Re: htmldata-ISSUE-1 (Microdata Vocabulary): Vocabulary specific parsing for Microdata

On Oct 19, 2011, at 3:24 AM, "Ivan Herman" <ivan@w3.org> wrote:

> Greg,
> 
> before reflecting on the issues, can somebody tell me where those mystical processing rules are defined? I looked at the microdata spec, eg, 
> 
> http://dev.w3.org/html5/md/#selecting-names-when-defining-vocabularies
> 
> which does not tell me what these are. Although I give my comments below, I am a little bit bothered by the fact that we are talking about something that is a bit unspecified.

The current WD of HTML Microdata describes a means of constructing URIs for non-URI property names [3]. It's rather complex, and I think that the generated URIs might not even be legal. The editor's draft has since withdrawn this definition, so unless we resurrect or revise it, it will eventually just go away.

The main issue with this algorithm is that URIs for properties are scoped to a combination of the relevant itemtype and property path, making them incompatible with typical property URIs from other RDF vocabularies.


> On Oct 18, 2011, at 20:29 , HTML Data Task Force Issue Tracker wrote:
> 
>> 
>> htmldata-ISSUE-1 (Microdata Vocabulary): Vocabulary specific parsing for Microdata
>> 
>> http://www.w3.org/2011/htmldata/track/issues/1
>> 
> 
> [snip]
> 
>> 
>> There are different directions the specification could take:
>> 
>> * The specification requires that each vocabulary used within a document have a documented
>> vocabulary, and the processor has vocabulary-specific rules built into the processor. Documents
>> using unrecognized vocabularies fall back to a base-level processing, similar to that currently defined.
>> This includes vocabulary specific rules for multi-valued properties, property URI generation and
>> property datatype coercion.
>> 
>> * Processors extract the vocabulary from @itemtype and attempt to load a RDFS/OWL definition.
>> Property URIs are created by looking for appropriate predicates defined (or referenced) from within
>> this document.

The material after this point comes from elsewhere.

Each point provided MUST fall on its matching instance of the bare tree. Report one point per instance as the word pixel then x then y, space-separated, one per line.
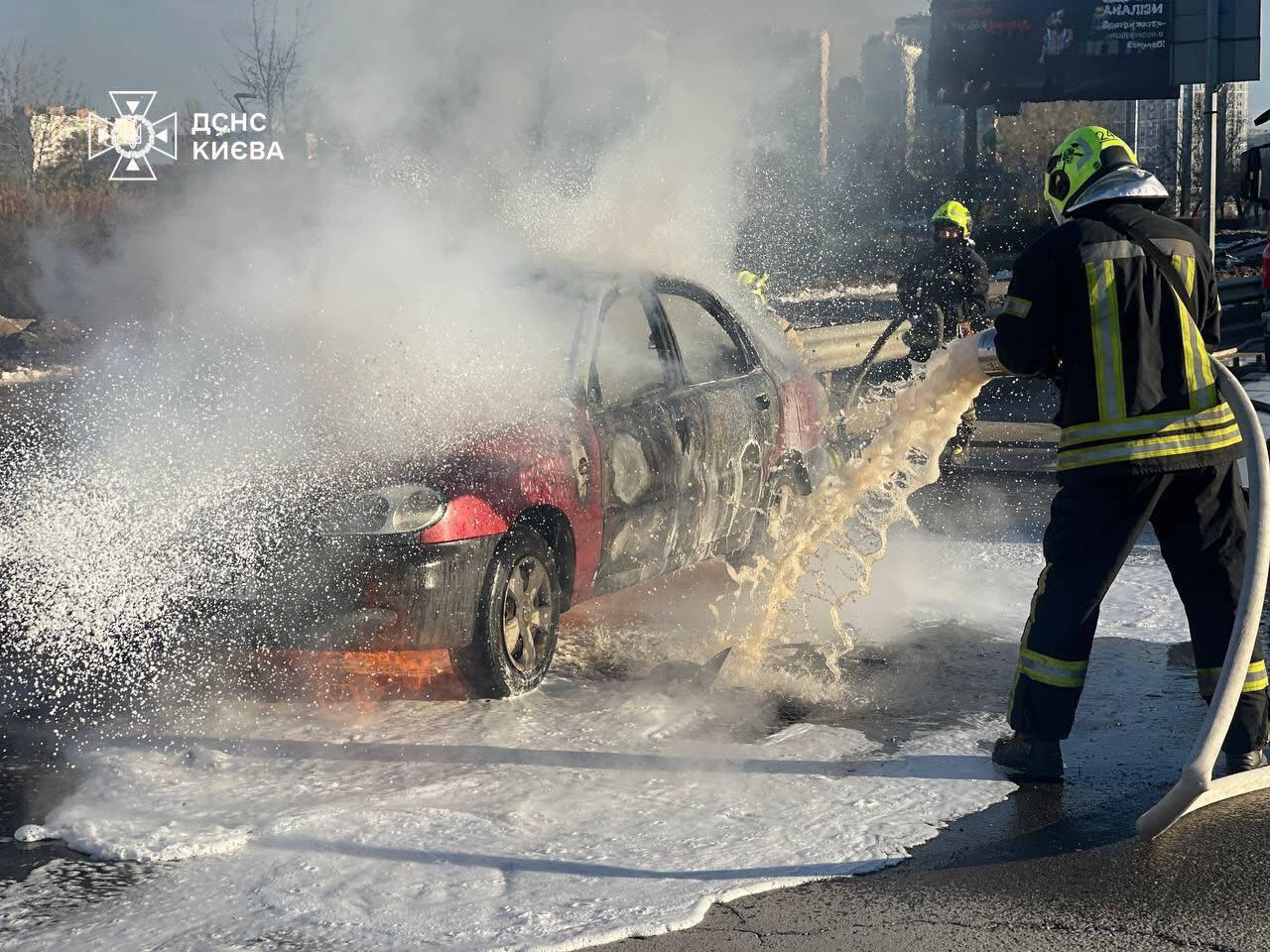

Values are coerced to rdf:List only if the predicate has a range of rdf:List. Value
>> datatypes are coerced to the appropriate datatype based on lexical value matching if there is more
>> than one, or by using the specific datatype if only one is listed.
>> 
>> * We use a generic mapping of Microdata to RDF that does not depend on vocabulary-specific rules.
>> This may include using RDF Collections for multiple values and vocabulary-relative property URI naming,
>> or not as we decide. The processor then may be at odds with defined property generation and
>> value ordering rules from HTML5 Microdata.
>> 
> 
> Let me concentrate first on probably the most important issue, namely the choice of the URI for the predicate terms.
> 
> I believe that, for microdata, we have actually three major sources of data out there.
> 
> 1. schema.org
> 2. existing RDF vocabularies that use the microdata syntax to encode data
> 3. microformats vocabularies that use the microdata syntax to encode data
> 
> (Obviously, #1-#3 can be mixed within the same file.)
> 
> The RDF/OWL mapping of schema.org does exist, though I am not sure it is considered as final. But even if it is, it is one set or rules (I presume) for the full schema.org hierarchy. It affects that base URI for the predicate URI generation, and a processor may just know that. I.e., this falls under your first option, unless the OWL mapping is adapted (after all, that is still in flux) in which case the third option may also work. 

This could fall under any of the options. If the ontology defined rdfs:domain for all properties, the URI can be determined by matching against all predicates in the scope of the associated type, otherwise, the rule would be to use the type URI as the basis, after removing the bit after '/' or '#'.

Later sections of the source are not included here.